Recently I heard someone comment that “spirit” is the root word of respire; to breath. Inspire, respire, expire, the root of all these words is the latin spiritus which meant/means breathing, spirit, wind or breeze, energy. Isn’t this weird? This sounds so similar to the idea of the Chinese word Qi.
How about the Greek word pneuma? In ancient Greek philosophy and medicine, pneuma is defined as “Air or an all-pervading fiery essence in the air (which today would be identified with oxygen), which was the creative and animating spirit of the universe; drawn into the body through the lungs, it generated and sustained the innate heat in the left ventricle of the heart and was distributed by the arteries to the brain and all parts of the body.“(1)

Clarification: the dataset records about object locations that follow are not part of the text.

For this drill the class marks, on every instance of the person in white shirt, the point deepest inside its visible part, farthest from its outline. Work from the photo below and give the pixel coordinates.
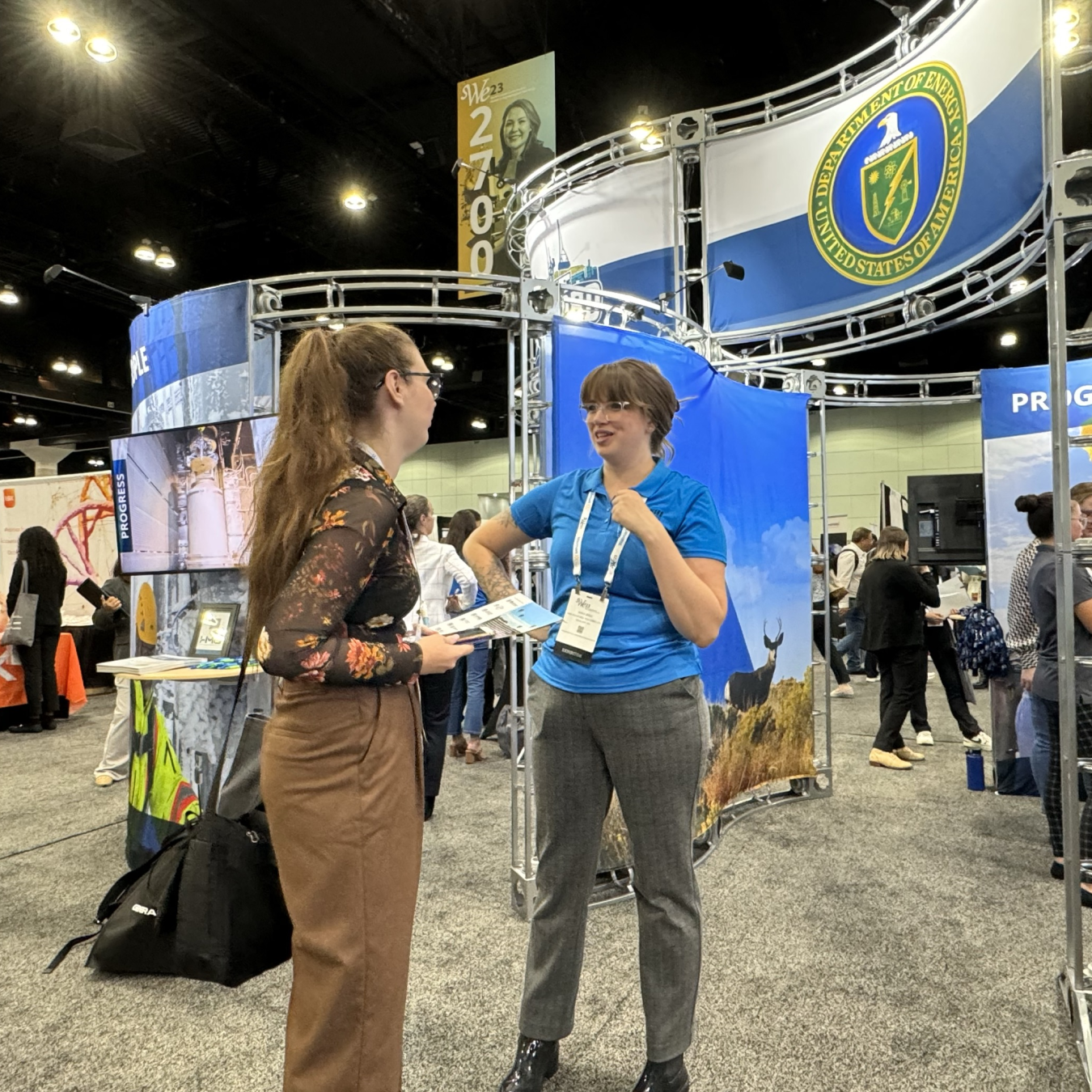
(438, 565)
(849, 565)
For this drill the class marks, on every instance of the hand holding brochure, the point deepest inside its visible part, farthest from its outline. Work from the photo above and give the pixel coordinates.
(512, 616)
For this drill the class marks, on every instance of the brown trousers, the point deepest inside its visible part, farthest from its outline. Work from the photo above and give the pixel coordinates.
(343, 786)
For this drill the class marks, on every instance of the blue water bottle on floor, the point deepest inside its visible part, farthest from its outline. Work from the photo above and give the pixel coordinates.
(976, 772)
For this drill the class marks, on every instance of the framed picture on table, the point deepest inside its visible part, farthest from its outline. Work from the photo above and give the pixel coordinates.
(212, 635)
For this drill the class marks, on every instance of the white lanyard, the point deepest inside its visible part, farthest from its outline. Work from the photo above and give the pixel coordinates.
(578, 543)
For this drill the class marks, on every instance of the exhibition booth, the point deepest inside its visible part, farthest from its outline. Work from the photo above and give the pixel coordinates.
(893, 196)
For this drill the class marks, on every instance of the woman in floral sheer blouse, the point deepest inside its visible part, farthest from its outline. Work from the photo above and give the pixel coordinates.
(331, 579)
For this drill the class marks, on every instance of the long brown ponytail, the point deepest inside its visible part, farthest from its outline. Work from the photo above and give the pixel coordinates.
(329, 383)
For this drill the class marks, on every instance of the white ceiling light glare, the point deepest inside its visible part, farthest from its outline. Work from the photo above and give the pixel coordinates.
(355, 199)
(102, 49)
(641, 128)
(1066, 38)
(63, 30)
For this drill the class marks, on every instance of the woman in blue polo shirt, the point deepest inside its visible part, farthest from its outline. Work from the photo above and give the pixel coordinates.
(637, 552)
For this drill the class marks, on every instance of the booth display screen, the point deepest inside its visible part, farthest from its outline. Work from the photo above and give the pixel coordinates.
(184, 497)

It’s easy to see the connection between the breath and wind. But spirit? Is that because when people stopped breathing, their “spirit” “left?” They “expired” in more ways than one?
It looks like the idea that breath, energy, and spirit were related was not only common in China, but also in western cultures before the scientific revolution. Is this type of belief typical of “iron age” civilizations? The discovery of oxygen in 1774 called into question the existence of some spiritual animating force in air. Scuba divers can dive with a mix of oxygen and nitrogen or even a mix of oxygen and helium. So it looks like oxygen is the essential component of atmospheric air for humans (although too much oxygen is fatal!). If Qi is necessary for life and one type of Qi comes from the air, can we deduce that that particular Qi is oxygen?
I think some practitioners of Chinese medicine in the west believe that “science” dismisses many of its concepts out of hand. But when we realize that Greek pneuma and Latin spiritus are, for the most part, parallels to Chinese qi, we see that the modern scientific viewpoint has evolved out of very similar beginnings. A belief in an animating vital force and humorism.